Markets remained hemmed in by the uncertainty over the trade negotiations, with an agreement seen sparking an extended rally in commodities and equities on the prospect of improved export trade. The more-than-yearlong trade war between the world's two largest economies, along with trade spats elsewhere globally, is blamed for slowing economic growth globally that has dampened demand for oil. Both the United States and China have experienced slowing economic growth since tariffs were slapped on each other's imports, with export-driven Germany teetering on recession.
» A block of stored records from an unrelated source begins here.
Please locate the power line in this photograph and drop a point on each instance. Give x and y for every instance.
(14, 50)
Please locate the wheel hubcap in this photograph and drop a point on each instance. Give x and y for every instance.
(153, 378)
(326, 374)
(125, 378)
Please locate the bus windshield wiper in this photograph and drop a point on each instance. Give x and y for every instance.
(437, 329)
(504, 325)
Germany will release its third quarter gross domestic product estimate Thursday morning.
Oil futures were also pressured at the outset of this week by third party reports that oil production by the Organization of the Petroleum Exporting Countries moved off a decade low output rate in October, with Iraq and Nigeria continuing to produce above their quotas outlined in the OPEC+ agreement. A jump in crude production in Saudi Arabia also pushed OPEC output up, with the Kingdom's production having recovered from the mid-September attack on its main crude processing facility.
Saudi Arabia, according to Reuters, produced 10.3 million barrels per day (bpd) in October after plunging 660,000 bpd in September to 9.13 million bpd due to the attack. Of that total, 9.89 million bpd was shipped to market, holding below its allotted quota of 10.311 million bpd, with the rest of the supply moved into inventory. Saudis drew down oil inventory in the wake of the attack to ensure it met customer requirements.
The third-party estimates are followed with Thursday's Monthly Oil Market Report from OPEC that will include production rates by cartel members.
The big jump in OPEC production in October comes in front of the early December gathering of OPEC and non-OPEC members partnered in an OPEC+ in Vienna. Oman's representative has already said the meeting will focus on members adhering to current quotas and not making deeper production cuts.
An improving demand picture for oil and slowing U.S. shale production were noted in maintaining the existing accord through first quarter 2020.
U.S. shale production growth, while holding at a record-high 12.6 million bpd, is seen slowing as investors have grown tired of the money burn, limiting investment into the once hot sector. Mike Sabella, research analyst with Bank of America Merrill Lynch, sizes up the transition in a research note this morning under the title "painful reset for US Shale activity as industry matures."
"The structural shift in US E&P spending habits is forcing a major reset for U.S. land activity, where the [horizontal] rig count is now down 238 rigs from the peak. 2019 will likely be the first year since the U.S. shale revolution started a decade ago that the industry won't outspend cashflow. At some point reduced spending levels are going to have negative implications for US shale oil growth."